Skydive Orange Wingsuit
Weekend - May 14, 2011
Requirements to learn how to jump with a wingsuit-
200 skydives within the last 18 months, or 500 total skydives. If you never made
a skydive before, then your
wingsuit training starts here. If you skydive but aren't already a licensed skydiver, then
Wingsuit training starts here because you need to get your skydiving
license before you even think about learning to fly a wingsuit!
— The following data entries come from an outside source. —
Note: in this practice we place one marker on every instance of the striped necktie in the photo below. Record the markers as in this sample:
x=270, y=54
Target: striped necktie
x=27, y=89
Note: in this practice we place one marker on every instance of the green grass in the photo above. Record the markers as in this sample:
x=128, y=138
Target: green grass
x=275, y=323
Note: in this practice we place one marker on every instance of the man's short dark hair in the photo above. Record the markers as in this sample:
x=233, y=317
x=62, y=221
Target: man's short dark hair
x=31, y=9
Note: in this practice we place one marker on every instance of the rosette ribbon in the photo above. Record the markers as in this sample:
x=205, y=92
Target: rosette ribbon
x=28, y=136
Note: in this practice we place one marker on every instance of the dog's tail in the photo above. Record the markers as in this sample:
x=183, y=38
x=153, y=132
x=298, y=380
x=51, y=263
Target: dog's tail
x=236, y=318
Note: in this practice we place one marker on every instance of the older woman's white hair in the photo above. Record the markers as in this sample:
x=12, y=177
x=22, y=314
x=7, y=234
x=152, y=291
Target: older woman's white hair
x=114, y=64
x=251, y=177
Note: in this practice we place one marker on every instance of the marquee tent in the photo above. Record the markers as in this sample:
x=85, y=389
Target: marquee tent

After
you've got your A license and made at least 200 freefall skydives, then we'll
arrange wingsuit school for you.
you have at least
200 skydives within the last 18 months, or 500 total skydives and are ready to
ready to jump wearing a skydiving wingsuit, then email
me and I'll arrange wingsuit instruction for you. If you haven't already
made the required skydives, then you need to make them before wing suit school.
our Events Calendar
for the next scheduled wingsuit event.
Wingsuits can DOUBLE your freefall time! (or for you crazy freeflyers, maybe even triple your freefall
Skydive Washington DC Skydiving wingsuit training is arranged at Skydive Orange
not far from our Capitol City Skydiving place in Orange, VA.
Wing suit history-
Early Skydiving Wing suits were first used in the 1930s as an attempt to increase horizontal movement. These early wingsuits were made of materials such as canvas, wood, silk, steel, and even whale bone. They were not very reliable. According to wingsuit lore, between 1930 and 1961, 72 of the 75 original birdmen died testing their wingsuits. Some of these so-called "birdmen," most notably Clem Sohn and Leo Valentin, claimed to have glided for miles and inspired dozens of imitators.
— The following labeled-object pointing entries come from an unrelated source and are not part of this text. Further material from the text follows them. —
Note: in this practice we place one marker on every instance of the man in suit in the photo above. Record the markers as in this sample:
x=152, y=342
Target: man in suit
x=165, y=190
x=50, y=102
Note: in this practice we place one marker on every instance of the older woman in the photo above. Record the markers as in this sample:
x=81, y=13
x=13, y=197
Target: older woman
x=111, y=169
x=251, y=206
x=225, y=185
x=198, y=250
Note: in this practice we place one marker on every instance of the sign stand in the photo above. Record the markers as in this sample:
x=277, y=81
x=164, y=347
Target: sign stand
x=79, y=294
In the mid-1990s, French skydiver Patrick de Gayardon developed a wingsuit that had unparalleled safety and performance. Unfortunately, de Gayardon died on April 13, 1998 while testing a new modification to his parachute container in Hawaii; his death is attributed to a rigging error which was part of the new modification rather than a flaw in the suit's design. Despite his tragic end, de Gayardon planted the seeds for a new generation of birdmen.
In 1998, Jari Kuosma of Finland and Robert Pecnik of Croatia teamed up to create a wingsuit that was safe and accessible for all skydivers when they established BirdMan, Inc. BirdMan's Classic, designed by Robert Pecnik, was the first wingsuit offered to the general public. BirdMan was also the first manufacturer to advocate the safe use of wingsuits by creating an Instructor program. Created by Jari Kuosma, the instructor program's aim was to remove the stigma that wingsuits were dangerous and to provide wingsuit beginners (Generally, skydivers with a minimum of 200 logged jumps) with a way to safely enjoy what was once considered the most dangerous feat in the skydiving world. With the help of Birdman Chief Instructors Scott Campos, Chuck Blue and Kim Griffin, a standardized program of instruction was developed that
prepared instructors. Phoenix-Fly, Fly Your Body, and Nitro Rigging have also instituted an instructor training program.
So now Maryland Wingsuit Skydiving wingsuiters can learn how to start
wingsuit skydiving after AFF certification in orange Virginia.